ALTER TABLE "mydataset" REFRESH METADATA FOR PARTITIONS ( "dir0" = '2021',  "dir1" = 'November', "dir2" = '9', "dir3" = '11');

But the metadata for partition 2021/November/9/12 was also refreshed. Furthermore, the execution time for this refresh was very like to a commom refresh (without specify the partition). This behavior was repeated 3 times with another partitions, so that seems not the expected behavior.

@eduardoslopes The background refresh would refresh all new partitions and all changed partitions. Is it possible the background metadata refresh would have completed before your ALTER PDS?
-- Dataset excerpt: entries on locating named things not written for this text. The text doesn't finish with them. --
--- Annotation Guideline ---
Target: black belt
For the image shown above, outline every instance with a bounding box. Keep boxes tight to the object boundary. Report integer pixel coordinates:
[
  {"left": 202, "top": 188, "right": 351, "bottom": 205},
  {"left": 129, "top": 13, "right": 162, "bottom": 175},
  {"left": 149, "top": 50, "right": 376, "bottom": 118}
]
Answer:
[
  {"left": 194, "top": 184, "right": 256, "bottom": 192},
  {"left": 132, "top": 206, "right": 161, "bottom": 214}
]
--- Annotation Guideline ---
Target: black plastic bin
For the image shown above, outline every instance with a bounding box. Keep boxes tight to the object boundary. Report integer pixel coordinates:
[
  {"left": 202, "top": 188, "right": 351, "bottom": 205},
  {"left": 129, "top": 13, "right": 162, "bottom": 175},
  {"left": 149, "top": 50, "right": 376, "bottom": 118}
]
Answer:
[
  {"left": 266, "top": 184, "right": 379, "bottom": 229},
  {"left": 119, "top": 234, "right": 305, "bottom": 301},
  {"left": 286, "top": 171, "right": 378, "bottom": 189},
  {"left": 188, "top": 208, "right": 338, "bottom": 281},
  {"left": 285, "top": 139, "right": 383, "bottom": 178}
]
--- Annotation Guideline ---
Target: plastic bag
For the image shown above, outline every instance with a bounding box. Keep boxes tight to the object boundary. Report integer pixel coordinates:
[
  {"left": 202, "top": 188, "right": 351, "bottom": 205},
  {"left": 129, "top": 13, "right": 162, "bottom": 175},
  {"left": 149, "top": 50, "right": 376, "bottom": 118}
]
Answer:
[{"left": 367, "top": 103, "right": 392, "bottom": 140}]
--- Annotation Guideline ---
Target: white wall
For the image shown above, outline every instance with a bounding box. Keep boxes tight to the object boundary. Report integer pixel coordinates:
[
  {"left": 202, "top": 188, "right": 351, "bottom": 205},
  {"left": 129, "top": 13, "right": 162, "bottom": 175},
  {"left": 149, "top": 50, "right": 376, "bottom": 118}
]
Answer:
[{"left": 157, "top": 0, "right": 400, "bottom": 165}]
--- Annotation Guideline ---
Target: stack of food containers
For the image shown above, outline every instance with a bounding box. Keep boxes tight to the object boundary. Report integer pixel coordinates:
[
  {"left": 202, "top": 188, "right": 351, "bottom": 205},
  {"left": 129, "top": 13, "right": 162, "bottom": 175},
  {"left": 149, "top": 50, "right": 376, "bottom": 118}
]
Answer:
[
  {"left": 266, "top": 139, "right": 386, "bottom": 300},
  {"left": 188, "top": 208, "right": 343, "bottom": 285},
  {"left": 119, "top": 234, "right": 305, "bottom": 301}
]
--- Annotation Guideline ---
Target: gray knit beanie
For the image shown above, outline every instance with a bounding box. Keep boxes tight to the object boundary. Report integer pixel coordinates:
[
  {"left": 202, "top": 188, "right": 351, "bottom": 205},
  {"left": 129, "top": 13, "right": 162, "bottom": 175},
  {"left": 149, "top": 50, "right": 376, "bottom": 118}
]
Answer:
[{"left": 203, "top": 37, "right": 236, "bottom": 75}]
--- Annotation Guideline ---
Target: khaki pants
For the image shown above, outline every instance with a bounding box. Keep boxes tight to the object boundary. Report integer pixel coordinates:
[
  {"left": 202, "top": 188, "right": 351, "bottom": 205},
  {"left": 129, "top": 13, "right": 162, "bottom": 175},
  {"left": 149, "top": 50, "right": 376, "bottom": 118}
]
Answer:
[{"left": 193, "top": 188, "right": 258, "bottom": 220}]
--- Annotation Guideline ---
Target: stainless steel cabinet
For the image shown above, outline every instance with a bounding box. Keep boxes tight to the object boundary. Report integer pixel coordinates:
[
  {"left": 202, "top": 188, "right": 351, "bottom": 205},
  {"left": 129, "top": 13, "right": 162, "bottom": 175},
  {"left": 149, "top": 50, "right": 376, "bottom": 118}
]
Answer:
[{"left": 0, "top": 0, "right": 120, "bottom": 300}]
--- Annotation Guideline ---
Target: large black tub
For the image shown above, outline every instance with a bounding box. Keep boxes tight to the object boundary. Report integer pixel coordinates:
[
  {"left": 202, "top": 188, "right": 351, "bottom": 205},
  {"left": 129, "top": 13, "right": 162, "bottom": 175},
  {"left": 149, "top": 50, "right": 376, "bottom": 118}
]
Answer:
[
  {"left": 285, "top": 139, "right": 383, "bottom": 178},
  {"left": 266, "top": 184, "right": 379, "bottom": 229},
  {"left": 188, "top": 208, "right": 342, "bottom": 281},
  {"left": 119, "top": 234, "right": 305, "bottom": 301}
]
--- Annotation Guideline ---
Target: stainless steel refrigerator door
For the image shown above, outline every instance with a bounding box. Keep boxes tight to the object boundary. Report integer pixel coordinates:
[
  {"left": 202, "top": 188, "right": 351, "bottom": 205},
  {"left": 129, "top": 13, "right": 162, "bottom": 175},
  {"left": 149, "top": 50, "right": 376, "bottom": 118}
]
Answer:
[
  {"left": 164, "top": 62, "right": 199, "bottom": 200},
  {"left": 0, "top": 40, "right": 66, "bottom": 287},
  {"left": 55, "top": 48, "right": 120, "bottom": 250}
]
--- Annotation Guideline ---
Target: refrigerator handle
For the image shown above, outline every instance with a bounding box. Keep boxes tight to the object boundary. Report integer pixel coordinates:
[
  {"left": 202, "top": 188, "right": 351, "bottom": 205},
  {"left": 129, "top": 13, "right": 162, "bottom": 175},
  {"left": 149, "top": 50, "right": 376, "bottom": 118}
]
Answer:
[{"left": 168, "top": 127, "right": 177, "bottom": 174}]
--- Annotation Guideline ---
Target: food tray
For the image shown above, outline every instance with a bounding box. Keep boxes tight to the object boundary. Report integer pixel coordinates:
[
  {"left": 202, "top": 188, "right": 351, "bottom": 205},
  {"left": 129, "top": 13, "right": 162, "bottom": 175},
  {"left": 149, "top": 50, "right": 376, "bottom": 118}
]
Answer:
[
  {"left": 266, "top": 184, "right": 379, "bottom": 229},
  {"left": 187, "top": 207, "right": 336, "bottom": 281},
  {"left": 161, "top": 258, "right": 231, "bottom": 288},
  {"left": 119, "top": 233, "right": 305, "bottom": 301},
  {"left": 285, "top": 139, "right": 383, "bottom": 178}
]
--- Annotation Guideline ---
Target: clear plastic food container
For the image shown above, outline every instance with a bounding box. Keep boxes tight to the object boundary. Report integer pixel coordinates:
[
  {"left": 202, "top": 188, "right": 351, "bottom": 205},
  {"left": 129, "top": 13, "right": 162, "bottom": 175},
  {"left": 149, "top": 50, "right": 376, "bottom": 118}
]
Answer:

@balaji.ramaswamy I think this is not happening, because I have changed the metadata refresh interval to 24 hours to avoid this possibility. As I have tried to do manual refresh several times, I think this is not possible.

@lenoyjacob @balaji.ramaswamy Have you any idea how to solve that?

Hey @eduardoslopes. I’m unable to reproduce what you are seeing. I’ve got a dataset with two sets of partitions 2021/09/29/14 and 2021/09/30/14.

Check count of existing records:

It’s got 5000 records per partition. Let’s add a new parquet file to both partitions via AWS S3.

Let’s refresh metadata only 2021/09/29/14. Expectation is to see only the count for this partition to increase.

Check count again.

As you can see only the count in 2021/09/29/14 changed. The other partition count remained the same despite adding a new file.

Hello @eduardoslopes,

I had similar issues. For me, the root cause was that I was testing the functionality in a local container with distStorage set to “local”. Incremental metadata refresh only works if you’re using a non-local distStorage location (Dremio stores the Iceberg metadata there).
Unfortunately, the syntax works fine, there is no error thrown, but the behavior is just not what you’d expect.

Thanks, Tim

@tid Thanks a lot for catching that,

@eduardoslopes That is correct, to benefit all features of unlimited splits and Iceberg data, the metadata or dist store needs to got to a distributed storage liek S3/HDFS/Azure Storage

Thanks @lenoyjacob @tid @balaji.ramaswamy,

My test enviroment are already using distStorage to a S3 bucket. Maybe my issue is because my data are json formatted. That makes sense? Are this features available only for iceberg formatted datasets?

Hi @eduardoslopes,

that is most likely the root cause.
The release notes (Dremio) say:

(quoting)
When preview access is activated, the split limitation is removed for the following types of datasets:

  • FileSystem sources (S3, ADLS, HDFS) using:
    • Parquet formatted tables
    • Iceberg formatted tables
    • Delta Lake formatted tables
  • Hive sources (Hive 2 and Hive 3) using:
    • Parquet formatted tables
    • Avro formatted tables
    • ORC formatted tables (non-transactional only)

(end of quote)

Best regards, Tim

Thanks @tid,

This is probably the problem, but the release notes did not correlate the section Unlimited Splits with the section that explain about manual metadata refresh. So I thought there was no dependency between the features.

@balaji.ramaswamy @tid @lenoyjacob there is any plan to implement this metadata refresh improvements also for json formatted datasets on future versions?